Donde Dios nos quiere

 

        Éste es el día que hizo el Señor, alegrémonos. Así, con toda razón, canta la Liturgia, pues conmemoramos hoy la manifestación del esplendor divino en nuestro mundo. Los anteriores prodigios: tantas profecías cumplidas; tantas palabras llenas de verdad y consuelo pronunciadas por el Hijo del Hombre; aquella conducta intachable, ejemplar: aprended de mí..., ¿quién me acusará de pecado?; tantas curaciones, hasta los muertos volvían a la vida por su palabra... Bien..., todo aquello se queda en nada; es insignificante, frente a la manifestación gloriosa de Jesús resucitado, que vence por su propio poder a la inamovible losa de la muerte: por la misma virtud de Cristo, el cadáver vuelve a la vida. Es, en verdad, Señor en la vida y de la muerte. Ya lo advirtió: doy mi vida para tomarla de nuevo.
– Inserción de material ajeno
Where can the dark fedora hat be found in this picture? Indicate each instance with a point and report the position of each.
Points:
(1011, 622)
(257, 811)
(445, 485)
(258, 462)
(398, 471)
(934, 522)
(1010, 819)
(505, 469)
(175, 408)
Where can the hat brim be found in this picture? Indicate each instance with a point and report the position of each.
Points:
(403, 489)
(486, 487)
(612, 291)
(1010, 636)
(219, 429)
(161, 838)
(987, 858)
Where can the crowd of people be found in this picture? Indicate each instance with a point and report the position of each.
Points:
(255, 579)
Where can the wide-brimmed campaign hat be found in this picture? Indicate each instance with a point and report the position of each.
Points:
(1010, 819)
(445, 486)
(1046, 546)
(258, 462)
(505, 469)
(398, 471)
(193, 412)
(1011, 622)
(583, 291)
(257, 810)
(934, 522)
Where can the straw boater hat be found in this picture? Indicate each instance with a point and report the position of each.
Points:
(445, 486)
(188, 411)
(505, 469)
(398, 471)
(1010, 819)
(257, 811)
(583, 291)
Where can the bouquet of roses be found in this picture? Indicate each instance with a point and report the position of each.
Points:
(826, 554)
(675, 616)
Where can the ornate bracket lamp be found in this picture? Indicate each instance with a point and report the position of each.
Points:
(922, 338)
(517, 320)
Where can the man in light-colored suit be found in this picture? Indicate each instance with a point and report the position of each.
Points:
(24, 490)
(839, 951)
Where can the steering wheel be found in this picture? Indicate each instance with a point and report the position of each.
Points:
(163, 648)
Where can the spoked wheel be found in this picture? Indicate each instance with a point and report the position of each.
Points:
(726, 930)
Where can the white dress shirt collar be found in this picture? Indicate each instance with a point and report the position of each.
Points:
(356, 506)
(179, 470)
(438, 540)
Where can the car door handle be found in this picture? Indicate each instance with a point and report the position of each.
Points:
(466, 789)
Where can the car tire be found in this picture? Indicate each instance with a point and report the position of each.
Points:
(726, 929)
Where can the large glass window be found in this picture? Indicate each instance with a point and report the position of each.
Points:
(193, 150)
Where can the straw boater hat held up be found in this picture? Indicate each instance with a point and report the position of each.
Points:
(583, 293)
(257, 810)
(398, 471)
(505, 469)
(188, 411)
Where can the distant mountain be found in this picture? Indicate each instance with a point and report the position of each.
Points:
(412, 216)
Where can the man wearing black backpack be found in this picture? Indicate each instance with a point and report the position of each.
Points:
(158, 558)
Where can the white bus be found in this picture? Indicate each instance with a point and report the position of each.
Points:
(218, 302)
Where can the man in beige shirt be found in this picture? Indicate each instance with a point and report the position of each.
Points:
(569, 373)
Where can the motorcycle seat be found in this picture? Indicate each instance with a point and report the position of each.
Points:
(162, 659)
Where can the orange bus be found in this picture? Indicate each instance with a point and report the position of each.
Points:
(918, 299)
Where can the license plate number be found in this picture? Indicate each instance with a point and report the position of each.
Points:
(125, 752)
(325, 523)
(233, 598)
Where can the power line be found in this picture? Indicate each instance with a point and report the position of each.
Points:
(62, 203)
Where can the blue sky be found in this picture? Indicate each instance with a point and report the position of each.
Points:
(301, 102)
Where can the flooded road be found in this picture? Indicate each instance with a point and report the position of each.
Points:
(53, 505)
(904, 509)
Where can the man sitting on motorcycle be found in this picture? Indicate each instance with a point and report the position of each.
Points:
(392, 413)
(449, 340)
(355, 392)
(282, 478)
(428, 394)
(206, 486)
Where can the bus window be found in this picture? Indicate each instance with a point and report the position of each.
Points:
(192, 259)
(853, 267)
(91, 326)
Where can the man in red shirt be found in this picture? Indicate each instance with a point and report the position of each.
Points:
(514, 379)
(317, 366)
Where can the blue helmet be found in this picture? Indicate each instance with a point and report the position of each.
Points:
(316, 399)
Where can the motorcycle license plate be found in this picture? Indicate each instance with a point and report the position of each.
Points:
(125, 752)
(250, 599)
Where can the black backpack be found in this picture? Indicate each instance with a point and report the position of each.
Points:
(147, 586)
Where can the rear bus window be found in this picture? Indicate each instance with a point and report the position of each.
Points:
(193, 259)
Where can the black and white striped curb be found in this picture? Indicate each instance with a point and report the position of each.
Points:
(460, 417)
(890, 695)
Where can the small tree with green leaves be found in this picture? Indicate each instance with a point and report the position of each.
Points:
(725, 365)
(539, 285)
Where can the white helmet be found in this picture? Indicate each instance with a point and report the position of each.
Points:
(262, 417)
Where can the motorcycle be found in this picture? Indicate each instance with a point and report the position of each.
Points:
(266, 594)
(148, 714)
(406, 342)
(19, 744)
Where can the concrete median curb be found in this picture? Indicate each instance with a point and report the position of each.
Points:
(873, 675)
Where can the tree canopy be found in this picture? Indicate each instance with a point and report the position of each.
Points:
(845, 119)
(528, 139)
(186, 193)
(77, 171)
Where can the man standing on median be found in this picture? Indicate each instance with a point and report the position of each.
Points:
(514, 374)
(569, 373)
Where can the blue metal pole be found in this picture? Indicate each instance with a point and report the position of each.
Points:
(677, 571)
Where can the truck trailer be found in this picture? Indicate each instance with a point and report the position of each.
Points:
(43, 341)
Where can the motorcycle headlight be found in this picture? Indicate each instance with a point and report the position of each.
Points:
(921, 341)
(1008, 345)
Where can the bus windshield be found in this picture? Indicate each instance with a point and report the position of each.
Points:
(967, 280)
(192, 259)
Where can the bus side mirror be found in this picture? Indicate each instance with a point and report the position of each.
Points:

Nadie me la quita, sino que yo la doy libremente. Tengo potestad para darla y tengo potestad para recuperarla. Éste es el mandato que he recibido de mi Padre.

        Así confirma Jesucristo de modo indudable su absoluto señorío en el mundo. Pues no muestra su poder únicamente sobre las realidades físicas presentes en la naturaleza, sino sobre la misma vida humana, que recupera con más esplendor que antes de la muerte –gloriosa–, tras la resurrección. Es el Evangelio definitivo, la Noticia que Dios trasmite por fin a la humanidad, tras muchos siglos de sucesivas revelaciones: que nuestra vida debe ser divina. Ese es nuestro acabado destino, el proyecto divino para cada hombre.

        San Pablo explica que Cristo ha resucitado de entre los muertos, como primer fruto de los que mueren. Porque como por un hombre vino la muerte, también por un hombre la resurrección de los muertos. Y así como en Adán todos mueren, así también en Cristo todos serán vivificados. A los que mueren según Cristo les corresponde, pues, una resurrección como la suya. Aunque nunca seremos dioses, su vida gloriosa como resucitado es modelo de la que corresponde a los hijos de Dios en la Eterna Bienaventuranza.

        No eran, pues, tan sólo formas de decir, aquellas expresiones llenas de afecto de Jesús, que dirige a sus discípulos: En la casa de mi Padre hay muchas moradas. De lo contrario, ¿os hubiera dicho que voy a prepararos un lugar? Cuando me haya marchado y os haya preparado un lugar, de nuevo vendré y os llevaré junto a mí, para que, donde yo estoy, estéis también vosotros. Por lo demás, nos aseguró: Yo soy el Camino, la Verdad y la Vida; nadie va al Padre si no es a través de mí.

        Las mujeres que acudieron piadosamente al sepulcro la mañana del domingo siguiente a la muerte de Jesús, con la intención de acabar de embalsamar el cuerpo, quedaron desconcertadas, nos cuenta san Lucas. Tuvieron por primera vez la experiencia de una vida gloriosa según Dios: la atrocidad de la Pasión, para ellas tan notoria, no había podido finalmente con Cristo. La vida divina en Él había triunfado sobre la muerte, según el mismo Jesús predijera: que convenía que el Hijo del Hombre fuera entregado en manos de los pecadores, y fuera crucificado y resucitase al tercer día.

        Después de muchos días, los cincueta días de Pascua que celebra la Liturgia de la Iglesia, Jesús asciende corporalmente al Cielo. Antes, sin embargo, da muestras evidentes de su vida gloriosa: vida humana, pero sin los vínculos corpóreos, materiales, que condicionan nuestra existencia.

        No es, pues, la vida del hombre para este mundo que contemplan nuestros ojos; que, por perfecto y agradable que nos parezca, no puede prescindir del freno y el lastre unidos a todo lo material. También el mundo –según explicará San Pablo– debe ser glorificado para nuestra vida en Dios. Agradezcamos a nuestro Creador su gran bondad con decisiones eficaces de correspondencia por nuestra parte. No queramos agotar nuestros afanes en ideales terrenos que reconocemos pasajeros y, sin embargo, parecen captar nuestras más nobles energías. El hombre, sobre todo iluminado con la luz de la fe, es capaz de remontarse sobre lo cotidiano y sensible, y comprender su existencia cargada de una riqueza trascendente que escapa hoy a su experiencia.

        Nuestra Madre del Cielo es Madre de Dios, Reina de los Ángeles y de los Santos. Desde el anuncio de Gabriel tomó conciencia clara de su destino en Dios. Le pedimos nos conceda entender cada día mejor la grandeza de nuestra vida.